Statistics Tell the Story … Or Do They?
Although much can be learned by performing a statistical analysis of IPR proceedings to learn about trends and strategies, it is important to view statistics with a discerning eye.
First, though, it is apparent that the volume of IPR proceedings has far exceeded all estimations. The chart below demonstrates the quick ramp-up of IPR petition filings, from modest beginnings to over 30 petitions being per week as of the IPR three-year anniversary. This pace makes the Patent Trial and Appeal Board the second busiest patent jurisdiction in the United States, behind only the Eastern District of Texas.

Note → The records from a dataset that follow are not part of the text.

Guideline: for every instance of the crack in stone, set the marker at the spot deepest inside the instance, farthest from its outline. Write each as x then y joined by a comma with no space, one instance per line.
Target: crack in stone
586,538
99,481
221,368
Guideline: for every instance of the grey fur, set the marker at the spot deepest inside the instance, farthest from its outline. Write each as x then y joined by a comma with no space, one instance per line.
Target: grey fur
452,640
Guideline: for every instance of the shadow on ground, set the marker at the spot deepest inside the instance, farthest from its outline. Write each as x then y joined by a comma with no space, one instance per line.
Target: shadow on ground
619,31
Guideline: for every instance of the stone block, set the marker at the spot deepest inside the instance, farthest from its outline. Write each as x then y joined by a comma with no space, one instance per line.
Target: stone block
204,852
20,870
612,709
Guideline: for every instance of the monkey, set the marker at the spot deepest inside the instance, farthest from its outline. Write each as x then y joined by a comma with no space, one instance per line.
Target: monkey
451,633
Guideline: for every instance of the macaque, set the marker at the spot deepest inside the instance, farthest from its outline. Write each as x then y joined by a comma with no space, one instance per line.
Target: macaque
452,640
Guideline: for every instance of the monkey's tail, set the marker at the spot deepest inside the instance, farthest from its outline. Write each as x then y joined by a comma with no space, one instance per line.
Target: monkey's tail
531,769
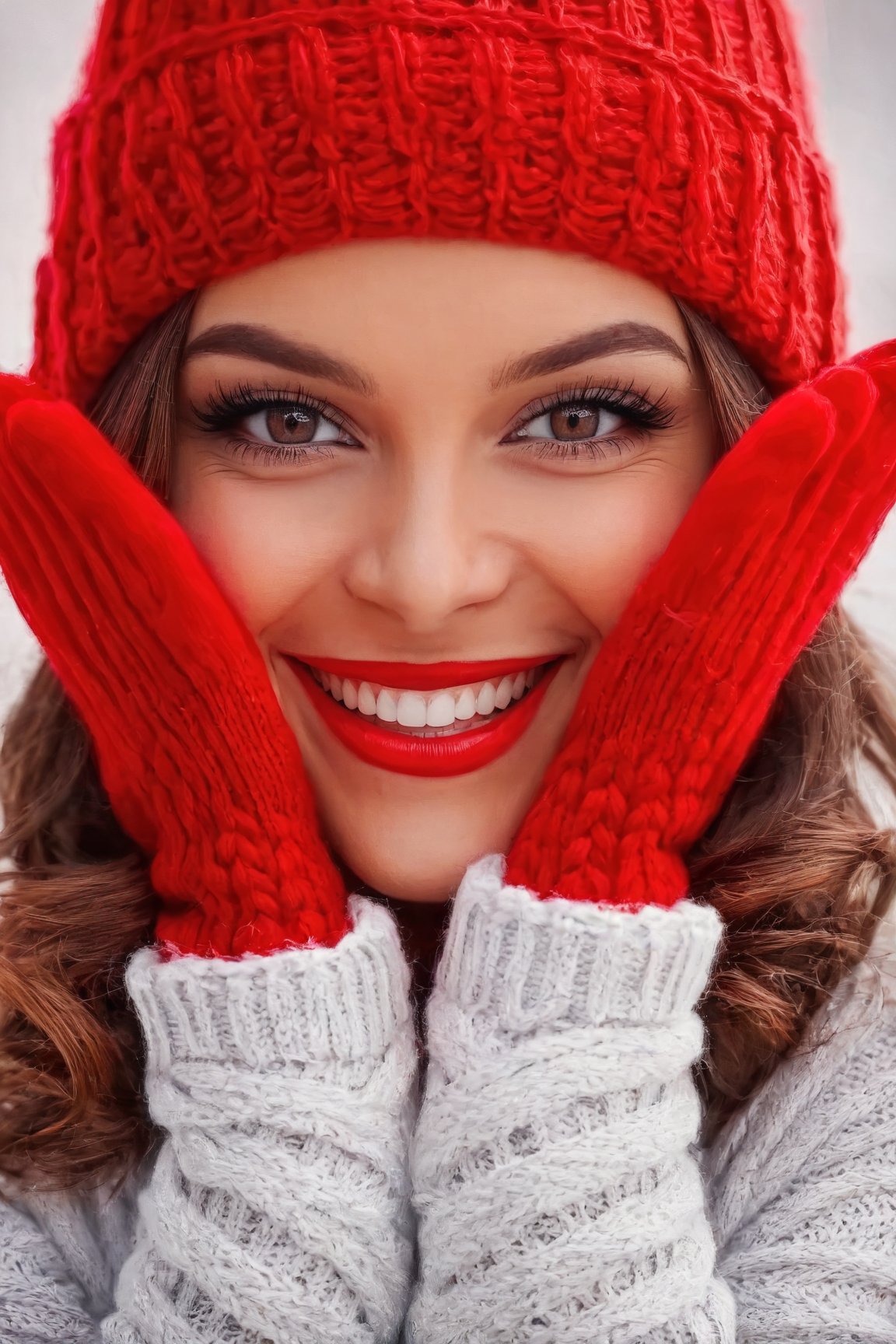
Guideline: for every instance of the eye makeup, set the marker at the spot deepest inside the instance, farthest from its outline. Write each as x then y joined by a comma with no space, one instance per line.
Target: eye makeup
227,409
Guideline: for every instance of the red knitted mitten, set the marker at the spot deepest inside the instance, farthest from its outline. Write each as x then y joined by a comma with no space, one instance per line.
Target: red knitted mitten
192,747
685,681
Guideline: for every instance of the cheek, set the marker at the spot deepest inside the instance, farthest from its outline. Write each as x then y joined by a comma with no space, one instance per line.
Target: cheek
266,543
605,535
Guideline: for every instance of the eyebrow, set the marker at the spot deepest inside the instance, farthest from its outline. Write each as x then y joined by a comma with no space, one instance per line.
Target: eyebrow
271,347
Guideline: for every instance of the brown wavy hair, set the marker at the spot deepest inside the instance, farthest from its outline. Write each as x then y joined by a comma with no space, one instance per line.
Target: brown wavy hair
797,867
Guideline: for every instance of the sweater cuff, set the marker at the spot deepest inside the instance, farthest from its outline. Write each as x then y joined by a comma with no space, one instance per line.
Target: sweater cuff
530,963
295,1006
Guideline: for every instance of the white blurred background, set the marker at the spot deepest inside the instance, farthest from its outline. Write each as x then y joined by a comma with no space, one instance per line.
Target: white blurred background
851,49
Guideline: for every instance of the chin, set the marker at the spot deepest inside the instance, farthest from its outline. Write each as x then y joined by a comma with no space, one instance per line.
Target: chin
414,866
425,882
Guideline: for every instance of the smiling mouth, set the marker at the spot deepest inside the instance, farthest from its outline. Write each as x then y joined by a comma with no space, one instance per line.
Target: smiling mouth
439,725
430,714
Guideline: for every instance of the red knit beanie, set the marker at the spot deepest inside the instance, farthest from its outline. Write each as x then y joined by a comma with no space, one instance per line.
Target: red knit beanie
670,138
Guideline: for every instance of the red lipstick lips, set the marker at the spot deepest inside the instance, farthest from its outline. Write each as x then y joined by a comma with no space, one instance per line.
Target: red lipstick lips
408,753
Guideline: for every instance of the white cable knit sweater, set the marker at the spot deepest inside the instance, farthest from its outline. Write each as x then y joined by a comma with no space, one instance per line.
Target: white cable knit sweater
559,1190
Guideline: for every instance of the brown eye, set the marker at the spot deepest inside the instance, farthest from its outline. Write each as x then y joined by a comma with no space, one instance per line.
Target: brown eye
572,422
290,426
576,422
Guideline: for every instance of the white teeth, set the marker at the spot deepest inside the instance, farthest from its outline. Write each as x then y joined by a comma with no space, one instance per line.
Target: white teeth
429,710
366,699
504,694
349,694
465,707
485,699
411,709
386,707
443,710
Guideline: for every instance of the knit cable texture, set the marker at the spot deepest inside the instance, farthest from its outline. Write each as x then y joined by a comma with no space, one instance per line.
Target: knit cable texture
277,1209
670,138
556,1192
800,1187
194,751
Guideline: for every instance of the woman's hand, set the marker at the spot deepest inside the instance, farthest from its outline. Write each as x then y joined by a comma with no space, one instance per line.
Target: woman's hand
554,1161
195,754
685,681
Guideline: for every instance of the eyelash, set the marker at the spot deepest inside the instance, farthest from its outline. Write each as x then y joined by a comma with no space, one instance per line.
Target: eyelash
225,409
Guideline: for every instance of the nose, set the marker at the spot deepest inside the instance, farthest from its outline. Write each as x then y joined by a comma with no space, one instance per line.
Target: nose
429,551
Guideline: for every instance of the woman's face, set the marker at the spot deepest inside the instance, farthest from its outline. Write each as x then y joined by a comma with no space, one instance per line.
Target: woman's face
421,453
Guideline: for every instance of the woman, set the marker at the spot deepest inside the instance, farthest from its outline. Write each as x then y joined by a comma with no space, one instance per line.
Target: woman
456,614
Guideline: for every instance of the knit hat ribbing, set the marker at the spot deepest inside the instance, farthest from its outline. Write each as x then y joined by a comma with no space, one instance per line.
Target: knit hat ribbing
670,138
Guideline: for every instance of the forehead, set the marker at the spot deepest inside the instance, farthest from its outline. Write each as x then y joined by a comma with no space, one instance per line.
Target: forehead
390,299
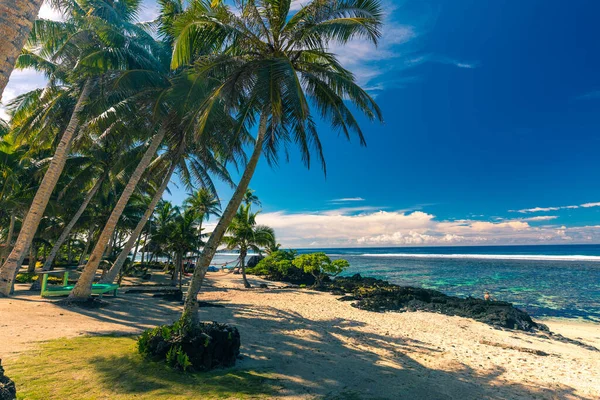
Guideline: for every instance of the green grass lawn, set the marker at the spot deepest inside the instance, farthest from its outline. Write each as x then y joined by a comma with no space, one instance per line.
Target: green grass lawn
111,368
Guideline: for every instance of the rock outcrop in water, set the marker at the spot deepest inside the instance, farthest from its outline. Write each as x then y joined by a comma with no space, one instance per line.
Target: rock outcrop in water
8,391
377,295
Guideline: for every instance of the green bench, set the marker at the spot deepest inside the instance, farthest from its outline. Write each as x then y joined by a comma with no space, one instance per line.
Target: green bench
65,289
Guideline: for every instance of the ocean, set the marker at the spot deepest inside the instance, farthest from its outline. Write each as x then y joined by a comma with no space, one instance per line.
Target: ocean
546,281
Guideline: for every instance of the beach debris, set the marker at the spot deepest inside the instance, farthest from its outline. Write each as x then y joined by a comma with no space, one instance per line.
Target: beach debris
8,390
517,348
377,295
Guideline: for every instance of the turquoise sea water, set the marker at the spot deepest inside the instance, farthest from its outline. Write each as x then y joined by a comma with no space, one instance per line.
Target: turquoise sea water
546,281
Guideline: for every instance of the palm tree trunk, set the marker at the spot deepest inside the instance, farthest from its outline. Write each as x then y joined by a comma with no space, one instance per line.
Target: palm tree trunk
16,20
42,196
137,247
69,252
243,265
87,245
67,231
114,271
32,259
176,268
83,287
11,232
190,308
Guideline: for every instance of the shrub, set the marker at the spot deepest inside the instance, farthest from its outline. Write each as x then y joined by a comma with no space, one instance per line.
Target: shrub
320,266
8,390
185,347
278,266
27,277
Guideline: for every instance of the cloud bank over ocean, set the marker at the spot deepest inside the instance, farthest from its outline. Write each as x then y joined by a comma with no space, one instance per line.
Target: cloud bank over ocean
349,227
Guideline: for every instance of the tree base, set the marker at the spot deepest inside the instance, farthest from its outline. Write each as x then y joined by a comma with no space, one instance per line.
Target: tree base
87,303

To a large extent, the popularity of the proceedings has followed the success of IPR petitioners. While numbers have moderated to some extent in recent quarters, petitioners have had by far the better of the action in IPR proceedings. In large part, petitioners can credit this success to: (1) a lower burden of proof than federal court litigation (preponderance of the evidence versus clear and convincing evidence), (2) a broader claim construction standard than federal court litigation (broadest reasonable interpretation versus Phillips standard), and (3) many decisions that hamper the ability of patent owners to extend their rights (i.e., only six motions to amend granted to date). Overall, as of the IPR three-year anniversary, if your patent claims are targeted in an IPR petition, the odds of each claim surviving is now almost a flip of the coin: 51 percent. The charts below detail that success rate at both the IPR institution decision date and the final written decision date:
Additional trends can be ascertained by parsing IPRs into broad subject matter categories. Electrical and computer patents are targeted more frequently than all other technologies combined. This is not surprising given that IPR was created to, at least some degree, combat the perceived nonpracticing entity problem in federal court litigation. Because most of those cases are in the electrical and computer arts, it is not surprising that IPR petitions directed to those technologies are the most prevalent. And, while such patents are increasingly being invalidated in the federal courts under § 101 and § 112 challenges, the data is no better before the PTAB. Patent claims in the electrical and computer art are the most likely to be deemed unpatentable before the PTAB in an IPR trial.